Pero si algo caracteriza a este fenómeno de la convergencia digital, la expansión de las plataformas mundializadas y la conectividad masiva, es la concentración. De los ingresos, de los contenidos, de la acumulación de datos. Y eso sucede porque, como se ha dicho tantas veces, la tecnología no es neutral. El despliegue tecnológico de la digitalización masiva de las últimas décadas se organizó a partir de una lógica de mercado – que dicho sea de paso, todavía no termina de funcionar – basada justamente en la posibilidad de concentrar sectores, eslabones de las cadenas de valor de la producción, contenidos y datos. Ahí, en esa hiperconcentración se encuentra la ganancia, de eso se tratan las plataformas, son espacios que al concentrar todo allí, eliminan la competencia y se vuelven casi los únicos oferentes de un servicio y únicos recopiladores de contenidos, interacciones, usuarios y datos. Con la monopolización, la rentabilidad se pone interesante.
Pues bien, desde una mirada de justicia social, debemos señalar que esta manera de organizar la economía digital afecta muchos derechos. Por señalar solo algunos, el de privacidad, la libertad de expresión, de propiedad intelectual, de diversidad cultural, de acceso a la información, de tributación, de competencia económica, derechos laborales, en fin, de todo tipo y color. La “plataformización” es una oportunidad maravillosa para acceder y circular, pero así como está organizando, afecta derechos humanos, civiles y libertades.
La crisis política
Este panorama de una amplia gama de derechos vulnerados en el ámbito digital se cruza en nuestro país, casi podría decirse que se choca, con la tercera crisis, la política, que consiste lisa y llanamente en una cruzada oficial anti derechos y anti Estado del gobierno nacional. En efecto, desde el presidente, pasando por funcionarios y legisladores, se declara la decisión de librar una “batalla cultural”. Probablemente con el afán de eliminar los contenidos nacionales (que favorecen la identidad, el sentido de pertenencia, y el orgullo nacional), el gobierno propone arrasar con la estructura productiva de contenidos argentinos. Así, suprime o desfinancia entes nacionales de promoción cultural (como el INCAA, el INT, el FNA, la Conabip o la Biblioteca Nacional), e intenta derogar o restringir leyes que regulan la actividad cultural y protegen los contenidos nacionales y diversos, como la ley del Libro, la ley de Defensa de la Actividad Librera, la Ley del Teatro, la de Protección de Inmuebles Teatrales, la ley de Argentina Digital o la Ley de Servicios de Comunicación Audiovisual. Lesiona derechos, destruye mercados (culturales en este caso), ignora oportunidades productivas y ataca la cultura.

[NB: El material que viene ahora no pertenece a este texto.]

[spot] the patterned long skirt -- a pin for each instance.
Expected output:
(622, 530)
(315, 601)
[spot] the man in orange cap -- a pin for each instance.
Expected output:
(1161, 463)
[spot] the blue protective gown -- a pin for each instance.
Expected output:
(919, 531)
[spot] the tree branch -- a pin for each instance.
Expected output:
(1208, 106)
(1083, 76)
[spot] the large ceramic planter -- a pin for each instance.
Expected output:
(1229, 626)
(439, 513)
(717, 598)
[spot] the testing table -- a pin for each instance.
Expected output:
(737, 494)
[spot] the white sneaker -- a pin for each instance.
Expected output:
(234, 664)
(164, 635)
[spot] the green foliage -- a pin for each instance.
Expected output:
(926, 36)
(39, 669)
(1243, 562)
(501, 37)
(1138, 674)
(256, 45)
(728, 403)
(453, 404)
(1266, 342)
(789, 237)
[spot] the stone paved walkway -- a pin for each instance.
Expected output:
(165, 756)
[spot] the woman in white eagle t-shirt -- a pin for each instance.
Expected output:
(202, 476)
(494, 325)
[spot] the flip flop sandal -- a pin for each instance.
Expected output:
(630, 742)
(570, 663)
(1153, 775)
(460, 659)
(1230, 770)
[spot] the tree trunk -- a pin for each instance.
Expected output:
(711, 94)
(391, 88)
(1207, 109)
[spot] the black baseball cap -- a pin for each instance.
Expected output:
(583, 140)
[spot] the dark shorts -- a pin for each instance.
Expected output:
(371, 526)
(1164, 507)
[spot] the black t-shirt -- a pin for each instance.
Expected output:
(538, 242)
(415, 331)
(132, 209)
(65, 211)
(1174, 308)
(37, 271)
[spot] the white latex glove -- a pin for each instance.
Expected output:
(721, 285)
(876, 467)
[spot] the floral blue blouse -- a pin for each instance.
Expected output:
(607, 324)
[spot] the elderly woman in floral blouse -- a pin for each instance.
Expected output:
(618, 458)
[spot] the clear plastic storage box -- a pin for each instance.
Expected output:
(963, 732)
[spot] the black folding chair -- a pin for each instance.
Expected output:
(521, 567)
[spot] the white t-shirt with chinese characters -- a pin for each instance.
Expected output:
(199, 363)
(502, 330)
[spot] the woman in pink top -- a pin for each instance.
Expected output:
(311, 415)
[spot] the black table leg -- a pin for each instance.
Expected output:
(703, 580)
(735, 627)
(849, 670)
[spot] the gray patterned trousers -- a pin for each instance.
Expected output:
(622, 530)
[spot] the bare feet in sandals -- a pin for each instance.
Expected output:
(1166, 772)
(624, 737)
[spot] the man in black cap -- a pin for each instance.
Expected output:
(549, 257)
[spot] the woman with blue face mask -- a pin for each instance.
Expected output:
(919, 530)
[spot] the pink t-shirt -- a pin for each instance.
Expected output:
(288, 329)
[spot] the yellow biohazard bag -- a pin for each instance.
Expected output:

De esta manera, a la alerta por derrumbe que generó el temblor de la convergencia digital, se suma ahora el huracán arrasador de derechos y entramados productivos culturales. La innovación tecnológica sin planificación estatal, conjugada con la política nacional anti cultura y anti Estado lleva a una situación de crisis multidimensional que requiere ser entendida y analizada en su particular contexto, para a partir de ello, generar una prospectiva que tenga como objetivo sostener a la cultura argentina como actividad económica pujante, como derecho humano en plena vigencia y como expresión de soberanía.